Ella le lanzó una sonrisa satisfecha -no, engreída-, que parecía gritarle: «Por supuesto que lo hará», y que hizo aumentar su irritación en varios puntos. Murmurando entre dientes algo sobre mujeres autoritarias, se retiró a su dormitorio, y regresó al cabo de unos minutos. Sus concesiones consistían en haberse puesto un par de pantalones «adecuados» y una chaqueta por encima de su amplia camisa, con la intención de dejarse la misma desabrochada.

Cuando ella alzó las cejas y parecía que estaba a punto de comentar algo, él dijo:

– Voy a un almacén. A trabajar. No voy a que me pinten un retrato. Esto es lo máximo que va a conseguir de mí. Es esto o nada.

– No debería desafiarme -dijo ella mirándolo fijamente con los ojos entornados.

Él se acercó hacia la puerta, y se quedó sorprendido cuando vio que ella no se movía de su sitio, aunque se alegró al notar que estaba aguantando la respiración.

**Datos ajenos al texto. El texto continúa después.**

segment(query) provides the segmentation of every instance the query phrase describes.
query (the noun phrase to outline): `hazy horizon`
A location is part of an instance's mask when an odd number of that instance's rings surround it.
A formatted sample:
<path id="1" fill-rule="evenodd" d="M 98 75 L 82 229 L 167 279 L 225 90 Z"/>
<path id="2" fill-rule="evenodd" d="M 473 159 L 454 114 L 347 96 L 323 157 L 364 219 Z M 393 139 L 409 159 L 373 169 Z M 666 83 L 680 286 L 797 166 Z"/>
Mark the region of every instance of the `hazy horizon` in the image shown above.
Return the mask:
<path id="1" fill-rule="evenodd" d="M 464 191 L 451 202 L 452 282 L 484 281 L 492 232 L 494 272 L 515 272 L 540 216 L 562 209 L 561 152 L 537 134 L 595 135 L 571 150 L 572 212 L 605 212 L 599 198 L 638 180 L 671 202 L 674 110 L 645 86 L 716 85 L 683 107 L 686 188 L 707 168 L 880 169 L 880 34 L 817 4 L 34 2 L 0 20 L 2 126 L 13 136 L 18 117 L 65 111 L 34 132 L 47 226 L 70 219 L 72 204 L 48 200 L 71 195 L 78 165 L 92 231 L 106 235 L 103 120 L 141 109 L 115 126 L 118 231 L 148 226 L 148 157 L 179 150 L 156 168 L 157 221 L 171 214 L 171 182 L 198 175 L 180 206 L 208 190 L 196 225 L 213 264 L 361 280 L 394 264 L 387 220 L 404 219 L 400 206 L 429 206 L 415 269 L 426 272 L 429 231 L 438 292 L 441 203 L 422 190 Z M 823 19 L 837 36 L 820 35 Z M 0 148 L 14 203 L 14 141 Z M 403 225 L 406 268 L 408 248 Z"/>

– ¿No sabía usted que las temperaturas en Egipto o en Siria pueden llegar a niveles en los que se puede ver realmente el calor irradiando desde el suelo? Estoy bastante acostumbrado a llevar la mínima ropa. O a no llevar nada. Así que retarme puede que no sea lo más acertado.

Las mejillas de ellas se ruborizaron y sus labios se estiraron en una recta línea de desaprobación.

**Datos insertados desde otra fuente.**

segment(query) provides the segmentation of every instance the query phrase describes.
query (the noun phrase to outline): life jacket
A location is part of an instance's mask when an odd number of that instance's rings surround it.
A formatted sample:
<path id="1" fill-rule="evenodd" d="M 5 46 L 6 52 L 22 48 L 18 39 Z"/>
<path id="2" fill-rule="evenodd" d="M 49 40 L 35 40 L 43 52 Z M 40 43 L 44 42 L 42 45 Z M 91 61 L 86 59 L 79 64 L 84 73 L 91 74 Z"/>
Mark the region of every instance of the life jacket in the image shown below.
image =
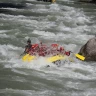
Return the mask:
<path id="1" fill-rule="evenodd" d="M 65 51 L 65 54 L 66 54 L 67 56 L 70 56 L 70 51 L 68 51 L 68 52 Z"/>
<path id="2" fill-rule="evenodd" d="M 32 49 L 36 49 L 39 46 L 39 44 L 33 44 Z"/>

– Si piensa que me va a impresionar con esas palabras, lord Greybourne, está usted condenado al fracaso. Si quiere usted avergonzarse a sí mismo, a su prometida y a su familia, yo no puedo detenerle. Solo espero que sea capaz de actuar de manera decorosa.

– Supongo que eso significa que no puedo desvestirme en el vestíbulo. Qué pena -dijo él aparentando dramatismo. Y luego, ofreciéndole a ella el brazo, añadió-: ¿Me permite?

Él la miró fijamente a los ojos y observó que eran de un extraordinario color azul mar Egeo. Brillaban con determinación y persistencia, pero había en ellos algo más que le fue imposible definir. A menos que estuviera equivocado, cosa que no solía sucederle en ese tipo de observaciones, los ojos de miss Chilton-Grizedale también parecían esconder algún oscuro secreto, un secreto que despertaba su curiosidad e interés.